The idea is that one could remove the new ebony and re-install the original headplate should it be desired at some future date. I think the result is quite handsome. I made sure to maintain the original balance and weight of the bow of course. Like silver, this is clearly not ivory, and the bow should do just fine in the face of the new ivory laws when passing through international borders.
In a world filled with websites, blogs, posts, and comments it can be surprisingly difficult to find great, informative content – especially related to the violin business. Bowmaker Sandrine Raffin of Paris has a blog crammed with fascinating history and facts on French luthiers and archetiers. Her website can be read in English, but the blog is exclusively in French, I’m afraid. If your French is rusty just copy and paste text into Google Translate.
Google Translate: http://translate.google.com/m/translate
London dealers J & A Beare have announced that they will begin auctioning items from their shop online starting this October. In response to what they claim is an increasing demand by customers to have their instruments and bows auctioned off rather than consigned for sale, directors Simon Morris and Steven Smith have decided to offer what they call a “small, boutique quality auction service.” Items will also be available for immediate purchase with a “buy it now” option and will come with certificates from the firm.
It is important to note here that neither Charles Beare, nor his son are in in any way affiliated with J & A Beare and that we must assume that the creation any certificates issued by the firm does not involve the participation of Charles Beare. In fact, Charles Beare has recently announced that he is “now able to resume normal business.” What exactly has been going on behind the scenes is unclear – but what is crystal clear is that the noted violin expert is now independent of the firm that bares his family name.
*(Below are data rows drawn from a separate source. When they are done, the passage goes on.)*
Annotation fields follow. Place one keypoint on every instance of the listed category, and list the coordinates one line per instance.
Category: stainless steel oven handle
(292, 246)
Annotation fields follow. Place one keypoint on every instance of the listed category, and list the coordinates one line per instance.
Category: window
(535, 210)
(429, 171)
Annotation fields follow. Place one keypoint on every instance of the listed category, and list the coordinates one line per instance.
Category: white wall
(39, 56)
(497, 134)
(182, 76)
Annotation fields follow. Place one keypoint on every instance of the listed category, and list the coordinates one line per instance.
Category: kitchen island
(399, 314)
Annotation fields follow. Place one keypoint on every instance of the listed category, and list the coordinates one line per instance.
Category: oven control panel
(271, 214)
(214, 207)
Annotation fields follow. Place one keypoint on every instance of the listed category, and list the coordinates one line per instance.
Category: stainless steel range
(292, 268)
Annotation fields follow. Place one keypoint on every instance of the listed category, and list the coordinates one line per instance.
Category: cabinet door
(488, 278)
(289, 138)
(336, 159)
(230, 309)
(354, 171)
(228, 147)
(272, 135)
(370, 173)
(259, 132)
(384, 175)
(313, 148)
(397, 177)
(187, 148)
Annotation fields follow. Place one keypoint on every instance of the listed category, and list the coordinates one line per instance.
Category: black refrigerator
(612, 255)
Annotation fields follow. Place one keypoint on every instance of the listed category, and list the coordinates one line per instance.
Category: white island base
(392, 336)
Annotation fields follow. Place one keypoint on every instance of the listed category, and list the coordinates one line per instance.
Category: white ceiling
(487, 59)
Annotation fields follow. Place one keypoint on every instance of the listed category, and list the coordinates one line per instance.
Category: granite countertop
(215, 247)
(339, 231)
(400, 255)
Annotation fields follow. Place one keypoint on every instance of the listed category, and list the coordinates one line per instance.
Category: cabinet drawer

Please see the link at the end of this article to read his full announcement.
Traditional auction houses like Christies and Skinners have added live online bidding to complement their in-house, in-person auctions, while Tarisio offers an exclusively online auction, which lasts for a number of days. Now J & A Beare has begun a new model – that of a violin dealer offering a kind of mini internet auction with an eBay-like format, comprised exclusively of instruments associated with the shop’s own inventory. They claim that it will “complement and enhance” their current private sales endeavors.
I predict that more and more violin shops will offer inventory online, where musicians can choose instruments and bows to purchase or have shipped for testing. Some of the current websites, like Martin Swan Violins in Scotland, have clients purchase the instrument first, but offer a 14 day return policy. Other shops keep a very current online list of items and prices or price-ranges so that musicians can call and make inquiries. J & A Beare will be the first shop to actually auction off their own instruments and bows by themselves. It will be interesting to see how it goes…
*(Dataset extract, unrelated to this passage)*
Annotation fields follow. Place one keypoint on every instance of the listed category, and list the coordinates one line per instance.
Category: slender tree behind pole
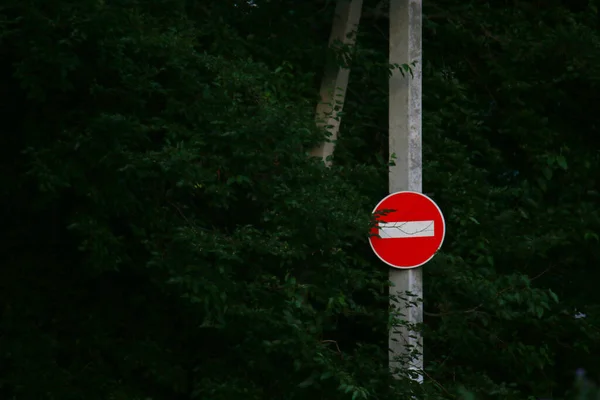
(335, 79)
(405, 143)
Charles Beare & Son are Back:
UPDATE, FEB 2016
J&A Beares has announced “Moto Perpetuo”, a kind of continuous auction system where shop inventory is constantly on offer. One can make an offer on an item or bid on it. This new hybrid violin shop/auction house model attempts to meld the highly lucrative online auction world of Tarisio and say, that of a traditional multi-generational shop like Kenneth Warren & Sons.
“We wish to give a facelift to a business that has been operating under a veil of mystique and secrecy, historically leading to unnecessary controversies amongst its various competing entities. We also want to do away with the ‘buyer beware’ aspect often associated with auctions: the small number of select items offered at various times means that we are able to customize the presentation of each lot.”
The real goal, of course, is quite simply to make as much money as possible selling violins and bows. Will it work?
If you plan on flying with your fiddle, I recommend that you print up this FAA law and keep it in your case. The law spells out that an airline should allow you to carry on your instrument without charging you any extra fee and how the instrument can be stowed in the airplane cabin.